8/11/2014

Village of the Damned




THE WHITE RIBBON
Michael Haneke, 2009

Children scare me sometimes, especially über precocious ones. Scheming and seething adults in the form of cute and supposedly innocent children. You know, those kids who look at you as if they can read your very thoughts while mentally indicting you for having those thoughts — whatever they may be. The alien kids in Village of the Damned, the children of the corn, and the young ones in The White Ribbon. Yeah. You better not mess with them.

The kids in The White Ribbon don't have supernatural powers or anything; what makes them creepy is their rigid upbringing and how some of them would grow up to be Adolf Hitler's followers.




GERMANY, some years before World War I — A quiet village is plagued by strange events. The village doctor (Rainer Bock) has an "accident" while on horseback. The farmer's wife dies after a sawmill "accident." The baron's son (Fion Mutert) is publicly humiliated. The baron's barn is burned down, intentionally it seemed. The midwife's son (Eddy Grahl) is publicly violated.

The strange events seem like elaborate and ritualistic punishments. Punishment for what? Haneke does here what he did in Caché; he uses the punishments as a MacGuffin to get to the core of the adult characters, to unmask them. As the film moves on, we suspect the children — "headed" by Klara, the pastor's daughter (Maria-Victoria Dragus) — to be the culprits.





"Who are doing those things?" That's probably the question we shouldn't ask while watching the film.

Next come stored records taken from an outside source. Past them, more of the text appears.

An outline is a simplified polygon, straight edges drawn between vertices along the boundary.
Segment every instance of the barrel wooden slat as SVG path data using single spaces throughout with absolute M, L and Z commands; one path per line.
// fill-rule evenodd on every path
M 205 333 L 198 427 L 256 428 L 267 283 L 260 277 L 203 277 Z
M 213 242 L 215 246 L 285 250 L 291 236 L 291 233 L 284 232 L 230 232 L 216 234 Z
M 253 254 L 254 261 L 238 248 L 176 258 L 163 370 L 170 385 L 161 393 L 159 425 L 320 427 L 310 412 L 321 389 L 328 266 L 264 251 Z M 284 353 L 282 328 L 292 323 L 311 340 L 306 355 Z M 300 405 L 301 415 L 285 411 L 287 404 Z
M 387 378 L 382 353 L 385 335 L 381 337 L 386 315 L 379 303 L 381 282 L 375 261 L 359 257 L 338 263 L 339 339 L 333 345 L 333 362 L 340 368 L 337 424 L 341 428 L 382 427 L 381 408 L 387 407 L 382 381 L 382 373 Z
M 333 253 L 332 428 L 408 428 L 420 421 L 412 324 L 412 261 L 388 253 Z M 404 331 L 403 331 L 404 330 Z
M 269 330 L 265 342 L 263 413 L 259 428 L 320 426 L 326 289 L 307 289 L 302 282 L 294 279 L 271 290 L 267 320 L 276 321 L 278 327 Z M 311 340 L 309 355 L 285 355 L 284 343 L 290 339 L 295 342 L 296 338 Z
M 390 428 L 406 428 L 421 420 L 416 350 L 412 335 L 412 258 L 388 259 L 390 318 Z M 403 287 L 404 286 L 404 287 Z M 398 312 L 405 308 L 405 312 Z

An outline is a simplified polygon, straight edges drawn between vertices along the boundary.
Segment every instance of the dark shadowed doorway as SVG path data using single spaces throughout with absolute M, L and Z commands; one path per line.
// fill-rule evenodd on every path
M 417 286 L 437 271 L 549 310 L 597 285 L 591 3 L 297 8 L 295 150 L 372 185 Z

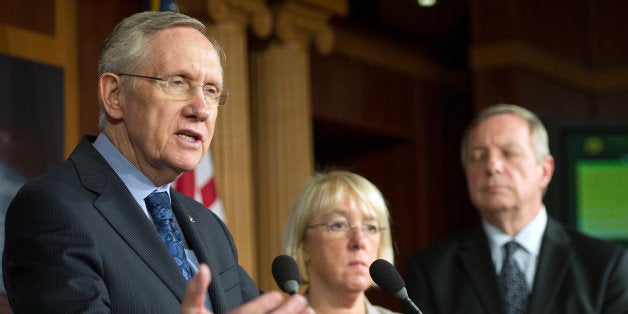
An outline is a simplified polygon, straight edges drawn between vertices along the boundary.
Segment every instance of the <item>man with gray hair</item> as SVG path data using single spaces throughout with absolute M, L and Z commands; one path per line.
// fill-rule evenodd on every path
M 482 223 L 408 258 L 408 292 L 424 313 L 628 313 L 626 249 L 546 212 L 554 159 L 534 113 L 487 107 L 460 149 Z
M 227 227 L 171 188 L 207 152 L 226 101 L 223 52 L 205 26 L 173 12 L 132 15 L 105 40 L 98 75 L 100 134 L 9 206 L 13 310 L 312 313 L 302 296 L 259 296 Z

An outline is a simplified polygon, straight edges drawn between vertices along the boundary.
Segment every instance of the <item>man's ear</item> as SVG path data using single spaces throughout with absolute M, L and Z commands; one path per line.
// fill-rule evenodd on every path
M 103 73 L 98 78 L 98 93 L 102 99 L 103 110 L 112 119 L 119 120 L 124 117 L 122 103 L 124 96 L 122 94 L 122 82 L 120 77 L 113 73 Z

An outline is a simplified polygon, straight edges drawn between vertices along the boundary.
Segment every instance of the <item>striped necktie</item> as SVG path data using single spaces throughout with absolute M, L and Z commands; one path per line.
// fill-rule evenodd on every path
M 146 202 L 148 213 L 151 218 L 153 218 L 153 222 L 155 222 L 161 240 L 166 244 L 175 263 L 181 269 L 185 280 L 190 280 L 190 278 L 192 278 L 192 270 L 185 256 L 185 249 L 181 241 L 181 232 L 174 223 L 174 215 L 172 213 L 172 207 L 170 206 L 170 196 L 167 192 L 153 192 L 148 195 L 144 201 Z
M 519 244 L 515 241 L 510 241 L 504 245 L 504 264 L 499 275 L 499 288 L 508 314 L 528 313 L 528 285 L 513 258 L 513 254 L 518 248 Z

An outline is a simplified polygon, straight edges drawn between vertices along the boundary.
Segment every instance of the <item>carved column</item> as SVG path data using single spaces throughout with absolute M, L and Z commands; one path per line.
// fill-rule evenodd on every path
M 311 1 L 310 1 L 311 2 Z M 294 197 L 314 169 L 309 46 L 333 46 L 331 12 L 302 1 L 273 8 L 275 38 L 251 51 L 251 118 L 258 206 L 258 284 L 276 289 L 271 263 L 281 253 Z
M 227 56 L 225 87 L 230 91 L 219 109 L 211 153 L 220 198 L 240 264 L 257 279 L 257 226 L 251 159 L 248 30 L 258 37 L 272 31 L 272 16 L 262 0 L 179 0 L 184 14 L 204 21 Z

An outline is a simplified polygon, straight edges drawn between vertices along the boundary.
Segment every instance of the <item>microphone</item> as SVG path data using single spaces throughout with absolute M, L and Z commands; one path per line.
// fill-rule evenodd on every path
M 373 281 L 375 281 L 380 288 L 394 294 L 397 299 L 406 302 L 412 313 L 423 314 L 423 312 L 419 310 L 419 307 L 416 306 L 408 296 L 406 283 L 397 272 L 397 269 L 395 269 L 395 266 L 386 260 L 378 259 L 369 267 L 369 273 Z
M 297 262 L 288 255 L 279 255 L 273 260 L 273 278 L 281 290 L 289 295 L 299 291 L 299 266 Z

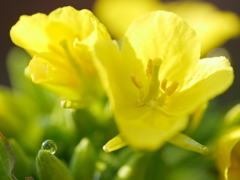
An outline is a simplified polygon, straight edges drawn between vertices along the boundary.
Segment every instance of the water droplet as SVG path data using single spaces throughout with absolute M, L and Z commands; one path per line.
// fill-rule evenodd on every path
M 42 143 L 42 150 L 48 150 L 52 154 L 55 154 L 57 151 L 57 144 L 53 140 L 46 140 Z

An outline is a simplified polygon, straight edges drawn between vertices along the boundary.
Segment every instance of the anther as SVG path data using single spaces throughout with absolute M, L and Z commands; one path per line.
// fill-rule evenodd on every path
M 174 81 L 167 89 L 167 95 L 171 96 L 178 88 L 179 82 L 178 81 Z
M 147 64 L 147 69 L 146 69 L 146 75 L 147 77 L 151 77 L 152 76 L 152 66 L 153 66 L 153 62 L 151 59 L 148 60 L 148 64 Z
M 131 74 L 131 80 L 138 89 L 142 88 L 142 84 L 139 81 L 137 81 L 136 76 L 134 74 Z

I think the question we should be asking is this: "Do these people deserve what's happening to them?" That's exactly the question Haneke aims to answer during the subsequent scenes.

The farmer and his wife, the baron's son, the midwife's son, the barn, and even the cabbages — they don't deserve what's been done to them. Their only "sin" is that they are connected to the real culprits: the doctor who's been having an affair with the midwife (Susanne Lothar) while molesting his daughter (Roxane Duran) at the same time, the baron (Ulrich Tukur) who enslaves the poor, the baron's steward (Josef Bierbichler) who is implied to be a pedo, and the pastor (Burghart Klaussner) who observes the "teach and preach" rule but never walks the talk.

Haneke discusses classism (the baron), religion (the pastor), and depravity (the doctor and the baron's steward). As Haneke unveils the adults' dark side, we realize that the village — the children, the women, and the poor — is dominated by those damned characters. Haneke also tackles mortality in one scene.




The film has a Bergmanesque feel into it; not just the cinematography, but the narrative as well. It somehow reminds me of Ingmar Bergman's films, most especially the faith trilogy. Even the actor who plays the pastor looks like Gunnar Björnstrand, one of Bergman's superstars.

This is not my favorite Haneke film, but it's right there as one of his best. The White Ribbon is almost two hours long. The film is in black and white; probably to exude a feeling of being trapped and suffocated in a strict environment, something which the children and women in the film are experiencing. The White Ribbon wouldn't be as eerily compelling as it is if it was in color. The film is narrated by the school teacher (Christian Friedel) as an old man (voiced by Ernst Jacobi), a few years after World War II.

Was Haneke — who was born three years before Hitler's death — trying to justify Nazism? I don't think so. Nothing can vindicate evil. As per Haneke's interview with The Guardian, "It's not a coincidence that I chose this period of time in which to present the story. This is the Nazi generation, but I didn't want the film to be reduced to this example, to this specific model. I could do a film about modern-day Iran and ask the same question: how does fanaticism start?"

Furthermore, "It's about the origin of evil, the origin of radicalism and terrorism. But since it's a German film, this is the best example of this situation in German society. I don't want it to be understood solely as a film about German fascism."